In honour of Frank and Alice, and recognizing the vital role that naturalists like them fulfill in all naturalist clubs, Nature Alberta has created the annual Frank and Alice Harper Memorial Award. The first Award was presented at the Nature Alberta AGM on April 26 2008. All Nature Alberta clubs are invited to submit nominations for consideration. To be considered, the nominee’s accomplishments must be for a specific Club which is also a member Club of Nature Alberta. The award recognizes long-term volunteer service to a local Nature Alberta Club working towards the betterment, efficiency, administration, operation and/or fulfillment of the Club’s mandate.
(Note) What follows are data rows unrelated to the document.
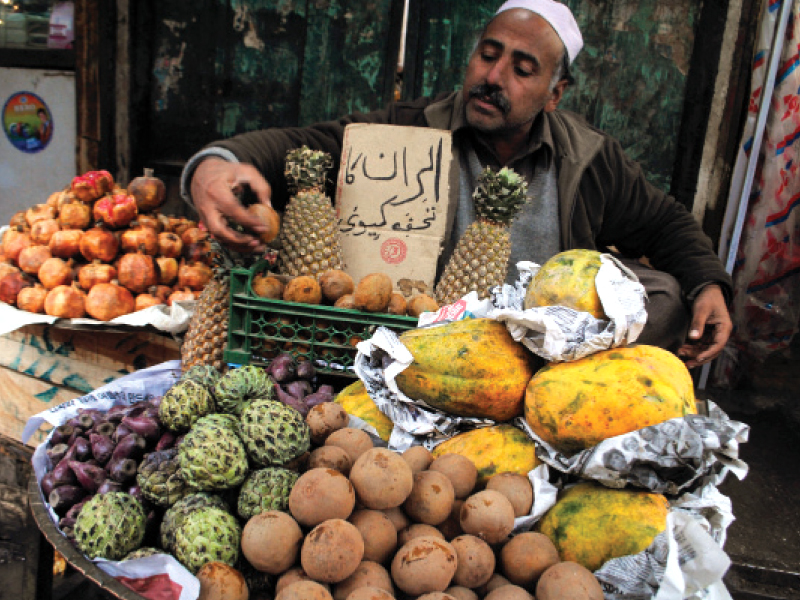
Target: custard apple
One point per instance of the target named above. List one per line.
(159, 477)
(273, 433)
(212, 456)
(173, 517)
(238, 387)
(183, 403)
(267, 489)
(110, 526)
(205, 375)
(207, 535)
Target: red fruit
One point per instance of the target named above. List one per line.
(115, 210)
(92, 185)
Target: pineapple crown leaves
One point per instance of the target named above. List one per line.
(306, 169)
(499, 195)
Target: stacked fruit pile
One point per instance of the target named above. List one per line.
(102, 250)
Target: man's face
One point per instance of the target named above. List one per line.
(508, 77)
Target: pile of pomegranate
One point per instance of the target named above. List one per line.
(100, 250)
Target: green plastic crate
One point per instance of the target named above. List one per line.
(260, 328)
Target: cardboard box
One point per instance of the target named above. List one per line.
(391, 201)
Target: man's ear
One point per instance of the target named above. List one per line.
(556, 95)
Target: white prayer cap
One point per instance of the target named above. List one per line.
(559, 17)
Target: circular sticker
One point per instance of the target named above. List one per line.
(393, 251)
(28, 122)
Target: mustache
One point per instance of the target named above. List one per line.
(492, 94)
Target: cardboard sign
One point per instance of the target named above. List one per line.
(391, 200)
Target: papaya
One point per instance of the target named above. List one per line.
(497, 449)
(567, 279)
(590, 524)
(355, 400)
(468, 368)
(576, 405)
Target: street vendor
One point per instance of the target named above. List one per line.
(583, 191)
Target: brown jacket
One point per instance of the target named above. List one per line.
(604, 198)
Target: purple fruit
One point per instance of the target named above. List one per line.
(122, 470)
(64, 497)
(147, 427)
(61, 434)
(90, 477)
(56, 453)
(306, 370)
(282, 368)
(131, 446)
(102, 447)
(109, 485)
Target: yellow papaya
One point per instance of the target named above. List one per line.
(567, 279)
(468, 368)
(355, 400)
(497, 449)
(575, 405)
(590, 524)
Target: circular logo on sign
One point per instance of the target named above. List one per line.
(28, 122)
(393, 251)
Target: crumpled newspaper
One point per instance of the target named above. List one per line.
(559, 333)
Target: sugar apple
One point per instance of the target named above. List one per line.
(266, 489)
(238, 387)
(110, 526)
(207, 535)
(183, 403)
(273, 433)
(159, 477)
(205, 375)
(212, 456)
(174, 515)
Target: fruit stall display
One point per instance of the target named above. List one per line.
(273, 481)
(100, 250)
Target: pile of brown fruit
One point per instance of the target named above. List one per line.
(373, 293)
(366, 523)
(100, 250)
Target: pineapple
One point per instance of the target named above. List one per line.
(207, 335)
(480, 260)
(309, 237)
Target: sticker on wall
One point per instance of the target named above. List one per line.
(28, 122)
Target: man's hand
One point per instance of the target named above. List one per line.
(710, 328)
(214, 186)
Nominations will be accepted any time, but must be received by December 1 for consideration for the following year. Please provide the following information:
Nominations should be sent to the Nature Alberta office
Around the province, there are many Albertans volunteering their time at their local club, with Nature Alberta, or with other initiatives that benefits Alberta’s natural heritage. To recognize some of these contributions, Nature Alberta has created the Volunteer of the Year Award. Recipients are listed below.
2001 – Margo Hervieux, Derek Johnson, Jim Lange, Andrew Slater, Don Stiles
2002 – Don Stiles, Dick and Pat Clayton
2003 – Ruth Klienbub, Harvey Gardner, Petra Rowell
2004 – David Penner, Elaine Gordon, Margaret Glasford
2005 – Brian Parker, Henry Binder
2006 – Lois Burkinshaw, Joan Kerr, Ted Hindmarch, Andy Murphy
2007 – Dick Clayton, John McFaul, Greg Wagner
2008 – Suzanne Visser, Judy Boyd
2009 – Elaine Cathcart, Marilyn Ross, Val Scholefield, June Vermeulen
2010 – Kim Kendall-Knitter
In 1970, six natural history clubs joined together to form the Federation of Alberta Naturalists. Today, this same organization, now known as Nature Alberta serves a membership of over 40 clubs and represents thousands of individuals across the province. These individuals share a passion for natural history.
Natural history is the study of plants or animals, using observational rather than experimental methods.
Alberta is fortunate to have a wide diversity of wildlife and wild spaces. All native plants and animals have a right to co-exist with Albertans, who in turn benefit by having access to a healthy, natural environment. Increasing our understanding of nature will lead to increased enjoyment of it.